(P-513) Investigation into the effects of Sodium Valproate on Developing Fetal Gonads in Vitro

Abstract Authors: Agnes Stefansdottir, Amy Bowes, Kirsten Matthews, Norah Spears
Biomedical Sciences, The University of Edinburgh, U.K.

Abstract Text: One in every 200 pregnant women suffer from epilepsy, requiring treatment with anti-epileptic drugs (AEDs) which prevent seizures that can cause harm to the mother and fetus. Sodium valproate (SV) is an AED that was contraindicated in women of childbearing age in 2018 due to its significant teratogenic risks and in January 2024, The Medicines and Healthcare products Regulatory Agency (MHRA) issued a national patient safety alert advising that SV prescriptions for all patients under 55 will be required to be signed off by two independent specialists.
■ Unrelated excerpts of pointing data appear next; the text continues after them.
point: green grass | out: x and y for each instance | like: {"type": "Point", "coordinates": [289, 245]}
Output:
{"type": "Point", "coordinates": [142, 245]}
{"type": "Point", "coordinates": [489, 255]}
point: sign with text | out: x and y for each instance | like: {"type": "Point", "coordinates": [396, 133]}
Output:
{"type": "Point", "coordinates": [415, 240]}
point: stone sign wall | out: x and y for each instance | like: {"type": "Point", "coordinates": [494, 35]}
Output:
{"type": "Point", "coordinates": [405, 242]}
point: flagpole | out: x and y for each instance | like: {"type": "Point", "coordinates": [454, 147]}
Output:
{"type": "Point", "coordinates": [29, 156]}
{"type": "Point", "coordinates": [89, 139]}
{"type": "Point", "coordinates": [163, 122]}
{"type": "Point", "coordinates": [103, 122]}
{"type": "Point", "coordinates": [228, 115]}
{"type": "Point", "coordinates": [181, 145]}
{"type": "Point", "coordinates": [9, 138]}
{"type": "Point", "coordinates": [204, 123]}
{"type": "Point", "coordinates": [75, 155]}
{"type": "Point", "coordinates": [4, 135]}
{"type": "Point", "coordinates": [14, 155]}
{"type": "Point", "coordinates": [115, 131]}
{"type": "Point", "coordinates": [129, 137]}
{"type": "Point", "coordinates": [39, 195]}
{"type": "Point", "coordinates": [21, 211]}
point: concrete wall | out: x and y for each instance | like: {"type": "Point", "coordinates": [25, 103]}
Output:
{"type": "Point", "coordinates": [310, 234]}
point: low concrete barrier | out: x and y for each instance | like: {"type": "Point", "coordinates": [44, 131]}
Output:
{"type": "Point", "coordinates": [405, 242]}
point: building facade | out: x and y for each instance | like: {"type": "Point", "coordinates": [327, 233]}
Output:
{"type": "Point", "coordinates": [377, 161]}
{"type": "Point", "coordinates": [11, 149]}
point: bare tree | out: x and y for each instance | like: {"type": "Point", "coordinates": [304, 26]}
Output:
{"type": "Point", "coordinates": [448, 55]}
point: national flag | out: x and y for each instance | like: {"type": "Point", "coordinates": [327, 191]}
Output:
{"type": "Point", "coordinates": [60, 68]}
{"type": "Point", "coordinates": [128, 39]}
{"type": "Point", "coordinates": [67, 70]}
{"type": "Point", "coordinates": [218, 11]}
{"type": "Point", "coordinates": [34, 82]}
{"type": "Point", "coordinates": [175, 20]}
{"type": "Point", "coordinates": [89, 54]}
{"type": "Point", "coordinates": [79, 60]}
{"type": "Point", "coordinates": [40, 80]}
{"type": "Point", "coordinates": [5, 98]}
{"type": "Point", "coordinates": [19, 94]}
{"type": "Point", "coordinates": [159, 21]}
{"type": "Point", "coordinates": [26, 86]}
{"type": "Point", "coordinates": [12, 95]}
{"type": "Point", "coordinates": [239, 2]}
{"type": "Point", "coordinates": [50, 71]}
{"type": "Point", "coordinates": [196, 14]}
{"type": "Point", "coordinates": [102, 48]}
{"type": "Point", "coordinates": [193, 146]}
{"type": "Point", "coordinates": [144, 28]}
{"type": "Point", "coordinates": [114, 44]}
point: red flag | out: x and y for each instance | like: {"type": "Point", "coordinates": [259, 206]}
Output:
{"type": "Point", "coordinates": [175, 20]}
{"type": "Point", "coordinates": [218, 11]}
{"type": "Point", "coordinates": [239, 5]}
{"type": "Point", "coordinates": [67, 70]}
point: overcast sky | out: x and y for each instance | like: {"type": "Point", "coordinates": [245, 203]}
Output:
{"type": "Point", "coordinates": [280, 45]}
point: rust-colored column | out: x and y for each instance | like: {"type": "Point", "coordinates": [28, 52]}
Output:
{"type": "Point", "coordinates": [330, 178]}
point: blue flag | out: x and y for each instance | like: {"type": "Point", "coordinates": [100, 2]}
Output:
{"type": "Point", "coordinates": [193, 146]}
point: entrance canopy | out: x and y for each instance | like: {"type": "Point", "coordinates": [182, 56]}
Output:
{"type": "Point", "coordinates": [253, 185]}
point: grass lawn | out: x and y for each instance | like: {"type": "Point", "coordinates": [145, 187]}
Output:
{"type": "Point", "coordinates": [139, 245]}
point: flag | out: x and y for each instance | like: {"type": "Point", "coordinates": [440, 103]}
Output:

Prior to 2018, SV was prescribed during pregnancy and around 20,000 children in the UK are estimated to have been prenatally exposed to SV. Approximately 40% of these children are at risk of developmental disorders, yet the assessment of its effects on the developing fetal gonads has been limited. We have investigated this using tissue culture of mouse fetal gonads. Mouse gonads were collected from embryonic day 13.5 (E13.5) CD1 embryos. Fetal ovaries were cultured for 12 days, with either DMSO or 10 µg/ml of SV added to the culture media for the first 6 days of culture only (n=6). Ovarian follicle number and health were analysed histologically, and levels of DNA double-strand breaks (DSBs) were examined by carrying out immunohistochemistry for yH2AX. Fetal testes were cultured for 96 hours with either DMSO or 10 µg/ml of SV for the whole duration of culture (n=5). ELISA was used to assess testosterone concentrations in culture media collected at 48 and 96 hours. Gross morphology of testicular tissue was examined histologically. SV treatment did not significantly impact the number or health of follicles in cultured ovaries, and did not impact the level of DSBs. Furthermore, testicular tissue health and seminiferous cord definition were not impacted by SV exposure. However, testosterone levels were significantly decreased between 48 and 96 hours of culture in SV treated testes (p < 0.01). Overall, our results suggest that exposure to clinically relevant doses of SV does not have a detrimental impact on the morphology of the developing fetal ovary or testis. However, SV does negatively impact testosterone secretion, suggesting a potential impact on the fetal Leydig cells. Further studies are needed to confirm these findings and to determine whether similar effects are observed in vivo and/or in human fetal gonads.